Welcome…Again

October 19th, 2009 by Warren S. Joseph, DPM, FIDSA

Data Trace, the publisher of the Handbook of Lower Extremity Infections, 3rd Edition, has started a bit of a marketing “blitz” in response to the recent release of the book.  I want to take this opportunity to welcome those of you who have just come across this blog either through the recent direct mailing or the ads in PM News or Podiatry Management Magazine.  The purpose of this site is twofold; to allow me to interact with anyone interested in the treatment of lower extremity infections and to give me an opportunity to update the readership on new developments in infectious diseases as they become available.  I regularly review the ID literature for manuscripts that have a direct bearing on the way we treat the lower extremity and attend ID meetings.  This blog allows me to disseminate that information rapidly which would be impossible if I had to wait for my next book revision.

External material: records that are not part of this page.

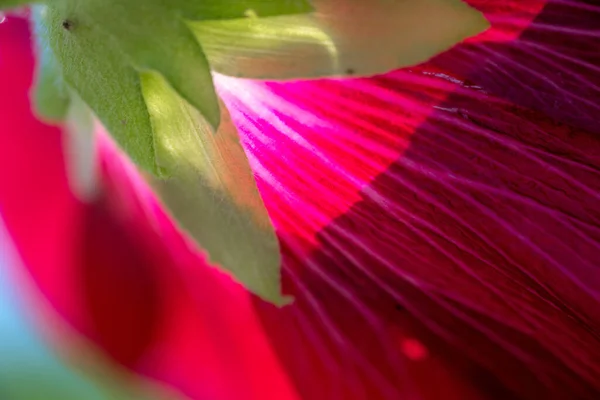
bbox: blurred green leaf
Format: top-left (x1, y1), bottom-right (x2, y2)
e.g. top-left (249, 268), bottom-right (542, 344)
top-left (142, 73), bottom-right (287, 305)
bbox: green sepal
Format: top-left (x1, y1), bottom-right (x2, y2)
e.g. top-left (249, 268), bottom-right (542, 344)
top-left (32, 7), bottom-right (70, 122)
top-left (142, 73), bottom-right (289, 305)
top-left (169, 0), bottom-right (313, 20)
top-left (189, 0), bottom-right (489, 80)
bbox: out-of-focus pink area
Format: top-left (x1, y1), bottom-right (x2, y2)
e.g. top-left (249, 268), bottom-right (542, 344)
top-left (0, 0), bottom-right (600, 400)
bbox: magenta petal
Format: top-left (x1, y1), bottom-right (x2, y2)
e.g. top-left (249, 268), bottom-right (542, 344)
top-left (0, 0), bottom-right (600, 400)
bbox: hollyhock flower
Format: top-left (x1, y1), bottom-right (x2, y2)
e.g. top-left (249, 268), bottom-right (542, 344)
top-left (0, 0), bottom-right (600, 399)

I envision this site as being interactive.  If you have a question about an interesting case (you can even post pictures), have recently heard a lecture, been detailed by an antibiotic representative or just randomly thought of a question on which you would like my thoughts, ASK AWAY!  I will do my best to answer in a timely manner with the best available evidence to support what I say, not to mention a dose of my opinion/experience.    In the future I hope to start running the occasional poll to capture what others may do in a given situation.  If you have any other ideas for this site, please let me know.  I am open to suggestions on how to make it of value to you.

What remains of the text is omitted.